On November 24, 1933, the first German Animal Protection Act was passed. In 1933, Hermann Göring issued a decree against vivisection in animals. “For the German human being, animals are not only organisms in the organic sense, but creatures that lead a life of their own, which feels pain, joy, loyalty and affection,” wrote Göring. He turned against the idea of letting the heart be alive in the body, scraping the skull, or cutting off limbs, “to observe how the organs work, and the consequences of their loss.”
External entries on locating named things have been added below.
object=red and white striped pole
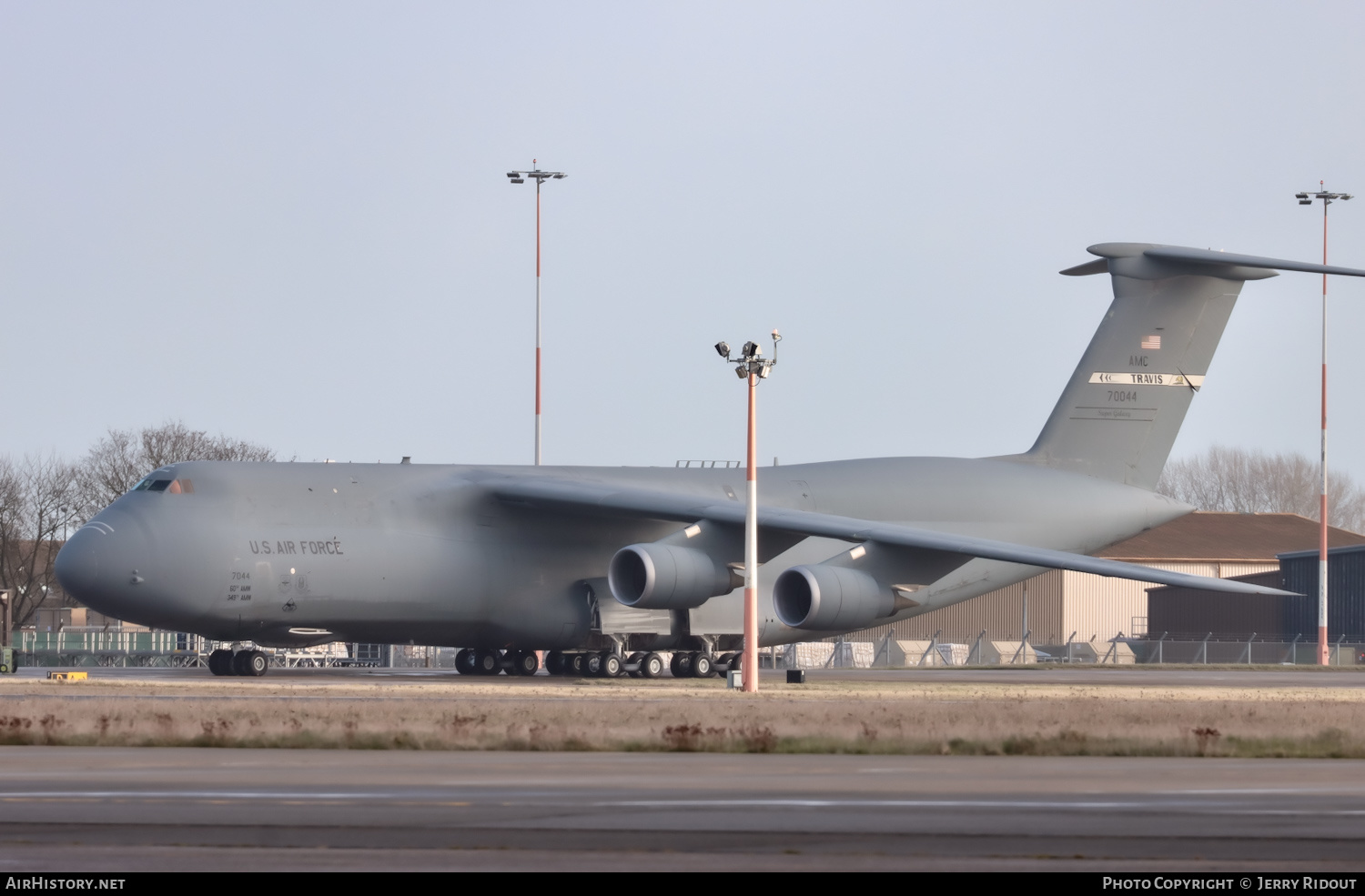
[1294,180,1351,666]
[531,158,542,467]
[1318,180,1331,666]
[508,158,568,467]
[740,367,759,694]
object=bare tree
[1157,445,1365,532]
[0,456,76,625]
[76,420,275,518]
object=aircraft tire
[641,653,663,678]
[693,653,717,678]
[242,650,270,678]
[602,653,622,678]
[474,650,502,675]
[669,650,693,678]
[209,650,232,675]
[513,650,541,675]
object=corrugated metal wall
[1054,563,1279,644]
[1280,547,1365,642]
[849,570,1067,644]
[1147,570,1283,641]
[851,551,1278,644]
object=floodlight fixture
[1294,180,1351,666]
[715,330,783,694]
[508,158,568,467]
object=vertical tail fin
[1009,243,1365,488]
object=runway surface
[15,663,1365,689]
[0,748,1365,871]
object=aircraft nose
[54,524,108,603]
[54,517,147,618]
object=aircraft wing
[490,478,1302,598]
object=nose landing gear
[209,650,270,678]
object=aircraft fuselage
[57,458,1189,649]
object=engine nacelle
[773,563,895,631]
[606,541,734,609]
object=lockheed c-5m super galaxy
[56,243,1365,677]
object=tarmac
[0,667,1365,873]
[0,748,1365,873]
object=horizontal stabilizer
[1061,243,1365,279]
[1143,246,1365,277]
[489,478,1299,598]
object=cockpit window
[133,473,194,495]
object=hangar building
[849,511,1365,652]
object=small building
[856,511,1365,655]
[1279,546,1365,644]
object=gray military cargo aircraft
[56,243,1365,677]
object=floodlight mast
[1294,180,1351,666]
[715,330,783,694]
[508,158,568,467]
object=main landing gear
[455,648,541,675]
[455,648,743,678]
[209,650,270,678]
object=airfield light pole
[715,330,783,694]
[508,158,568,467]
[1294,180,1351,666]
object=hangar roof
[1097,510,1365,563]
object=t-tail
[1005,243,1365,488]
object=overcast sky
[0,0,1365,478]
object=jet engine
[606,541,743,609]
[773,563,897,631]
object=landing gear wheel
[209,650,232,675]
[246,650,270,678]
[232,650,270,678]
[474,650,502,675]
[512,650,541,675]
[602,653,622,678]
[641,653,663,678]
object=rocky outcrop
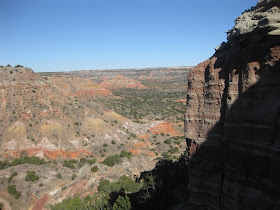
[100,75,147,89]
[185,1,280,209]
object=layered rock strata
[185,1,280,209]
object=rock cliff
[185,0,280,209]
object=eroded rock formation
[185,1,280,209]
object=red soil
[32,194,50,210]
[137,133,150,140]
[3,148,92,159]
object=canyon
[0,65,191,210]
[185,0,280,209]
[0,0,280,210]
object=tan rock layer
[185,2,280,209]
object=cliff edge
[185,0,280,209]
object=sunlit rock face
[185,1,280,209]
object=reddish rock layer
[3,148,92,159]
[185,1,280,209]
[100,75,147,89]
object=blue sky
[0,0,257,72]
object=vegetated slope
[0,66,189,209]
[100,75,147,89]
[0,67,146,159]
[185,0,280,209]
[45,76,111,98]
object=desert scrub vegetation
[7,185,20,199]
[8,171,18,183]
[101,150,132,166]
[97,88,186,123]
[101,155,121,166]
[91,166,98,173]
[0,156,47,170]
[25,171,39,182]
[120,150,132,159]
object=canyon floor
[0,66,191,210]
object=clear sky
[0,0,257,72]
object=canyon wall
[185,0,280,209]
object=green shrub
[164,139,171,144]
[25,171,39,182]
[50,196,87,210]
[8,171,18,182]
[91,166,98,172]
[87,158,96,165]
[71,174,77,180]
[56,173,62,179]
[113,195,132,210]
[101,155,121,166]
[63,160,78,169]
[120,150,132,159]
[7,185,20,199]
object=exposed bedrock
[185,1,280,209]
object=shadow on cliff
[109,155,188,210]
[186,35,280,209]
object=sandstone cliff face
[185,1,280,209]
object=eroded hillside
[0,66,190,209]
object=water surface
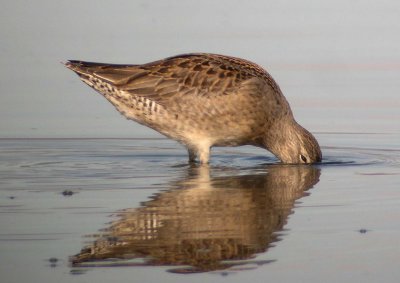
[0,136,400,282]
b001The historian Daniel Heintz presented in October 2008 in front of his new book with the issue of animal welfare in the Third Reich.

“Animal welfare in National-Socialist Germany – Moral idealism as opposed to “inhuman tyranny”?

This contrast is maintained in most of the few publications on this topic. In his book, is the first time the issue of animal welfare in the Third Reich comprehensively, objectively presented and on a scientific basis. It has been shown that the link between animal welfare and National-Socialist worldview was profound and logical in itself. Beyond the book this topic of the polarisation between high ethics of animal welfare on the one hand, and one currently in the sense of political correctness as perceived in condemnable epoch of German history on the other hand, thereby objectively enqueues it into the policy and everyday politics of National-Socialist Germany.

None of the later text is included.